Physical Coordinate as Eigen Values of Translation Operators in Non-commutative Spaces

TL;DR

This paper introduces two theoretical approaches using quantum groups and kappa-Poincare groups to derive eigenvalues related to the non-locality of the EPR effect, suggesting possible macroscopic quantum systems.

Contribution

It presents novel methods to generate eigenvalues for two-particle systems in non-commutative spaces, linking quantum group representations to nonlocal quantum phenomena.

Findings

Eigenvalues are real numbers, enabling macroscopic quantum systems.

The methods connect non-commutative geometry with quantum nonlocality.

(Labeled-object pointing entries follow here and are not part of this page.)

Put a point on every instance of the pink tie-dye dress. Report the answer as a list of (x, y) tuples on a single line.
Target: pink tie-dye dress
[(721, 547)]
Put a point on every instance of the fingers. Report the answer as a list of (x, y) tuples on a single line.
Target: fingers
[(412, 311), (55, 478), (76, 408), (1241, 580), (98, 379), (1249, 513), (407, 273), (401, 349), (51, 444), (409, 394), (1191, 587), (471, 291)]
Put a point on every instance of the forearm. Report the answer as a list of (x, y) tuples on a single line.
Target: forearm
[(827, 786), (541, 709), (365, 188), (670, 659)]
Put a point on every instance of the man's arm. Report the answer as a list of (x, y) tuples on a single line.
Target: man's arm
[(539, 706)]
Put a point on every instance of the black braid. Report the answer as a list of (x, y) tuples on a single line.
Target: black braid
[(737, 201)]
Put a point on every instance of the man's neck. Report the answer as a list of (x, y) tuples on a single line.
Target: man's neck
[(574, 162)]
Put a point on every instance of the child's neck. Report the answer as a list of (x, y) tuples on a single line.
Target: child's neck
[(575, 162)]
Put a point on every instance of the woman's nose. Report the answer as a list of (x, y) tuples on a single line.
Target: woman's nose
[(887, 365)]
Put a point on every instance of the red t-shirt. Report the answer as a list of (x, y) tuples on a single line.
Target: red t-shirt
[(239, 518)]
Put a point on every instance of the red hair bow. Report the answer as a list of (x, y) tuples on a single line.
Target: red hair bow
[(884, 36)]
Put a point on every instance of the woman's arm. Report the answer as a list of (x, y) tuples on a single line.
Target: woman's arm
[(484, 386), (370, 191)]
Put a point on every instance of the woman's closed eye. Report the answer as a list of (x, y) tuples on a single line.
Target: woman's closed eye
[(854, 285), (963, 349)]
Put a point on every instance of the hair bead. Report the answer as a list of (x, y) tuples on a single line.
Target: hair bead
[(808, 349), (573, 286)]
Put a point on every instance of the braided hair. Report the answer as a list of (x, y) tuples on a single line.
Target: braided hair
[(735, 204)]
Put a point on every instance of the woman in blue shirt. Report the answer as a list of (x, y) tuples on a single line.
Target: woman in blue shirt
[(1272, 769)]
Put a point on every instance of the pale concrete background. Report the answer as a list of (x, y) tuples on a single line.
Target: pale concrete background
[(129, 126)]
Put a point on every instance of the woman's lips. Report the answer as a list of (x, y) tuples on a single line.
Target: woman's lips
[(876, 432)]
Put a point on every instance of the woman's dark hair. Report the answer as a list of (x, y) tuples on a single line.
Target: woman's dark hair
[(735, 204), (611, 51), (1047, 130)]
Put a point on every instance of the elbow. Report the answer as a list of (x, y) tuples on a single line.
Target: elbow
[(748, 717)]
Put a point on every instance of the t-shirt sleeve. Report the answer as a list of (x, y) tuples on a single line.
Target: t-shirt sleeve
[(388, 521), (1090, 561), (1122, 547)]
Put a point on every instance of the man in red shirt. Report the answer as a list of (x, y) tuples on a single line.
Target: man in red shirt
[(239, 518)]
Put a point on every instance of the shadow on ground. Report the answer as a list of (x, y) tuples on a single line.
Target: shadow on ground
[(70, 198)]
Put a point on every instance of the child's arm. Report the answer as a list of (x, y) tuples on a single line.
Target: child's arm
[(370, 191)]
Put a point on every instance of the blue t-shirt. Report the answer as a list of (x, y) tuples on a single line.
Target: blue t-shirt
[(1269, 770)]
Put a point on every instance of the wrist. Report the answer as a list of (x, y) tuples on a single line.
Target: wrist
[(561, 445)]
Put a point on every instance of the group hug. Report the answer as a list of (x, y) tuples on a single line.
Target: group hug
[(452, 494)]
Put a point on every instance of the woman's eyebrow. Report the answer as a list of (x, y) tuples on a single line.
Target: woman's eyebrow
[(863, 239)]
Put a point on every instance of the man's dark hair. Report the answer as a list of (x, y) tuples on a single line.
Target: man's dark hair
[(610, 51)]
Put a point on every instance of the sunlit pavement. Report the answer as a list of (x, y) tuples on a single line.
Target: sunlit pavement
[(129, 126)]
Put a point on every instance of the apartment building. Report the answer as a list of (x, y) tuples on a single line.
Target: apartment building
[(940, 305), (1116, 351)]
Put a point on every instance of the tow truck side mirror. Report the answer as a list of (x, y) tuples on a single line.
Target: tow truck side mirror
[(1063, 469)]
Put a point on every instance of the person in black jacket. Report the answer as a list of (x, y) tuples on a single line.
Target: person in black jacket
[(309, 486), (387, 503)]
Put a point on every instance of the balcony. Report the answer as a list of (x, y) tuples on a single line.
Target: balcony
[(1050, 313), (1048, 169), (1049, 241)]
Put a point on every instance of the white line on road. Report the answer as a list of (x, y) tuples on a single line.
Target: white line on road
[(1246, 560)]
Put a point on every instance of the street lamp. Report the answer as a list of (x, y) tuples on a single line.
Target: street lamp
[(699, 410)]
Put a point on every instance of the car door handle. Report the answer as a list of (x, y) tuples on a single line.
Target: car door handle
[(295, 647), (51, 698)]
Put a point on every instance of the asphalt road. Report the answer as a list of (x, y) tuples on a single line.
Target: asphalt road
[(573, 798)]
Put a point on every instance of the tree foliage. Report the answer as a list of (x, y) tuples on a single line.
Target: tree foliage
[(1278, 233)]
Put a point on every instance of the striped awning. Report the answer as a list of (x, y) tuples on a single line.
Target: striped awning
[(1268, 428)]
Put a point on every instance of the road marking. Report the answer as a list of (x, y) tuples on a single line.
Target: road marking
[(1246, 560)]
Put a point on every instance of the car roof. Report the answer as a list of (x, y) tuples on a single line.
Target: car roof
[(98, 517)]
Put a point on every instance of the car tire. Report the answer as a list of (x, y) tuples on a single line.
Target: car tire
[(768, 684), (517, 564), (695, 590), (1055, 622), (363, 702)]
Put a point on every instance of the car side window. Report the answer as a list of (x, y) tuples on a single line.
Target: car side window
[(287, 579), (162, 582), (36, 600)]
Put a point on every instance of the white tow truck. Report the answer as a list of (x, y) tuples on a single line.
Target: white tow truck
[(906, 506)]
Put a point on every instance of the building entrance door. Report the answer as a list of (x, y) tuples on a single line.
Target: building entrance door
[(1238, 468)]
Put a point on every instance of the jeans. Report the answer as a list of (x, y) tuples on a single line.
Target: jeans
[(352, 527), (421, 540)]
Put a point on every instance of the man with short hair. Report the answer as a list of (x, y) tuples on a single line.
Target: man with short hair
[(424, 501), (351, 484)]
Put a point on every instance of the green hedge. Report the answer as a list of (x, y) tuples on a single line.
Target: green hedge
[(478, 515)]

Eigenfunctions exist within the representation spaces of the groups.

Abstract

We show two independent theoretical methods which lead to generate eigen values of a composite two-particles system associated with the non-locality of EPR effect which was experimentally proved by Aspect and others.One method is to use the quantum groups (Woronowicz and Podles)and the other is to use the two-dimensional kappa-Poincare groups.The representation of Hilbert spaces of these groups has eigen functions and eigen values with real numbers on one dimensional spaces.The range of eigen values is real number,so that the composite two particles system in quantum groups can macroscopicly exists and it has a nonlocal effect.